Saturday, January 2, 2010

The Book Biz in 2010--It's Anyone's Guess

It's 2010 now, my friends. Not much has changed, but we have a whole new mass of books to look forward to. We also have the ever-evolving publishing industry to keep alive.

2009 was a busy year for the book biz. It was a year of change. Some say it's a scary time, and others believe it's exciting and full of possibilities. I haven't yet decided what I think. But Bob Miller of the Huffington Post has written an interesting piece--10 More Book Publishing Predictions--outlining the changes that took place in 2009 and his personal expectations for the year to come:
Decades from now, when we look back at the book business in 2009, it seems likely that we'll see it as a threshold year, one in which all of the signs were there for what followed. It was a year in which sales held steady (Nielsen Bookscan, which covers 75% of the market, reported that overall unit sales through December 20 were 724 million copies, only a 3% drop from last year--and adult hardcover fiction was up an amazing 3%), and a few authors were so successful (Stephanie Meyer, Jeff Kinney) that the fates of entire publishing houses were altered by them; however, it was also a year that saw publishing's profit margins squeezed in perplexing new ways.


It was a year in which review coverage of new fiction disappeared almost entirely, and yet one first novel (Kathryn Stockett's The Help) sold more than a million hardcover copies thanks to word of mouth alone. It was a year in which publishers continued to spend exorbitant amounts of money on print advertising, in spite of data showing how ineffective such advertising tends to be, but also a year in which some publishers discovered the power of online media to reach niche markets at significantly lower costs.

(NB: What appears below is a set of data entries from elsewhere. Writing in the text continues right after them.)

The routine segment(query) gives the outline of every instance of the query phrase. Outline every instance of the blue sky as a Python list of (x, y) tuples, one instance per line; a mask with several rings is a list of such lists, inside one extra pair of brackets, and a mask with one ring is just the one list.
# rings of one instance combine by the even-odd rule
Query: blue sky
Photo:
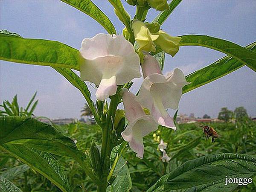
[[(121, 33), (123, 25), (108, 1), (93, 1)], [(133, 16), (135, 8), (122, 2)], [(148, 20), (152, 20), (158, 13), (151, 10)], [(173, 36), (208, 35), (244, 46), (256, 40), (256, 15), (254, 0), (183, 0), (162, 29)], [(84, 38), (106, 33), (89, 17), (57, 0), (0, 0), (0, 28), (17, 32), (24, 38), (59, 41), (77, 49)], [(164, 73), (178, 67), (188, 74), (224, 55), (203, 47), (182, 47), (174, 58), (166, 57)], [(135, 81), (134, 92), (142, 79)], [(244, 67), (184, 94), (180, 103), (180, 113), (193, 113), (199, 116), (207, 113), (216, 117), (223, 107), (233, 110), (243, 106), (249, 115), (256, 116), (256, 73)], [(95, 99), (95, 90), (89, 84), (88, 87)], [(17, 94), (21, 105), (25, 105), (36, 90), (39, 102), (36, 115), (79, 117), (85, 102), (82, 96), (53, 69), (0, 61), (0, 102), (11, 100)]]

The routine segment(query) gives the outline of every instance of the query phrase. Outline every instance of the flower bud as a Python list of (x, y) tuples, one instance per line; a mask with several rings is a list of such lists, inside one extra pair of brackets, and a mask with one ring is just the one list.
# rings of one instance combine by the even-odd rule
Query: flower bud
[(165, 52), (174, 56), (179, 50), (179, 44), (181, 41), (181, 38), (172, 37), (162, 30), (159, 31), (157, 34), (159, 37), (154, 43)]
[(130, 33), (128, 32), (128, 30), (127, 30), (127, 28), (126, 27), (125, 27), (122, 30), (123, 35), (125, 37), (125, 38), (126, 40), (128, 40), (129, 39), (129, 38), (130, 37)]
[(108, 155), (104, 159), (102, 168), (103, 175), (104, 176), (108, 176), (109, 173), (109, 169), (110, 169), (110, 158)]
[(160, 25), (158, 23), (145, 23), (145, 25), (152, 33), (157, 33), (160, 30)]
[(148, 3), (151, 7), (157, 11), (163, 11), (170, 9), (167, 0), (148, 0)]
[(131, 6), (134, 6), (136, 5), (136, 3), (137, 3), (137, 0), (126, 0), (126, 3), (128, 3), (129, 5), (131, 5)]
[(146, 25), (142, 21), (134, 20), (132, 22), (132, 27), (135, 40), (140, 47), (139, 51), (155, 51), (153, 41), (157, 39), (159, 35), (152, 34)]
[(91, 164), (95, 172), (100, 175), (102, 172), (101, 163), (100, 162), (100, 155), (99, 149), (96, 146), (95, 143), (93, 141), (90, 149)]

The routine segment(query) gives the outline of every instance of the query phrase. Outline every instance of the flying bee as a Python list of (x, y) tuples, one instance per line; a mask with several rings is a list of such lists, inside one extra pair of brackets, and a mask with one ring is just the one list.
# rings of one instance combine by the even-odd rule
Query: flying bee
[(212, 137), (212, 142), (214, 143), (214, 140), (220, 137), (220, 135), (217, 133), (216, 131), (212, 127), (209, 127), (208, 125), (198, 125), (199, 127), (202, 127), (204, 129), (204, 132), (206, 136), (206, 139)]

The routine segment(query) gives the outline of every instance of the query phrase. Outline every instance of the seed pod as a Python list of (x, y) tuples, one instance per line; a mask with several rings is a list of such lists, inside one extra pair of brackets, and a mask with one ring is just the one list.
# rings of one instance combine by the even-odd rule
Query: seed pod
[(91, 164), (95, 172), (100, 175), (102, 172), (102, 166), (100, 163), (100, 155), (99, 149), (96, 146), (95, 143), (93, 141), (90, 148)]
[(108, 155), (105, 157), (102, 168), (103, 176), (108, 176), (109, 173), (109, 169), (110, 169), (110, 158)]
[(104, 102), (102, 101), (97, 100), (96, 102), (97, 105), (97, 109), (98, 114), (101, 117), (102, 115), (102, 113), (103, 111), (103, 108), (104, 107)]
[(121, 138), (121, 133), (124, 131), (125, 127), (125, 118), (123, 117), (119, 122), (116, 128), (116, 137), (117, 138)]

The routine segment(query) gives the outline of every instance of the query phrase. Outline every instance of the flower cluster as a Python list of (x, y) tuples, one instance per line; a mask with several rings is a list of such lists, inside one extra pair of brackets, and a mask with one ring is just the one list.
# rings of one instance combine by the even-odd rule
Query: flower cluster
[[(160, 45), (161, 40), (158, 41), (157, 39), (161, 35), (164, 35), (164, 35), (161, 35), (164, 32), (159, 31), (157, 35), (151, 35), (148, 28), (143, 29), (141, 23), (143, 23), (140, 22), (135, 25), (141, 25), (140, 30), (145, 31), (139, 32), (135, 39), (142, 49), (154, 50), (152, 42), (144, 41), (144, 33), (163, 49), (164, 45)], [(136, 29), (134, 27), (135, 34), (138, 32)], [(109, 96), (116, 94), (117, 85), (124, 84), (141, 76), (140, 58), (133, 45), (122, 35), (99, 34), (92, 38), (85, 38), (80, 51), (83, 58), (80, 64), (81, 79), (98, 86), (96, 95), (99, 100), (104, 101)], [(142, 64), (144, 79), (138, 96), (126, 89), (119, 93), (129, 122), (121, 135), (140, 158), (144, 153), (143, 137), (156, 130), (159, 125), (176, 129), (166, 109), (177, 108), (182, 87), (188, 84), (183, 73), (178, 69), (163, 75), (154, 58), (145, 54)], [(149, 114), (146, 114), (144, 108), (147, 109)]]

What does this mean for the future? That for every trend there will be a counter trend. And since this is the time of year for Top Ten lists, here's mine:

1. Trend: The large publishing houses will continue to reduce overhead as profits shrink in the years ahead. Counter trend: Publishers will be looking for mergers and acquisitions to compensate for those shrinking profits. The Big Six could be the Big Three within five years.

2. Trend: These companies will continue to focus more resources on fewer titles, using their strengths as large-scale marketers and distributors to publish brand-names. Title count at the largest houses could drop by as much as fifty percent over the next five years. Counter trend: At the same time, self-publishing (including partnerships like the one announced recently between Author Solutions and Harlequin) will grow exponentially.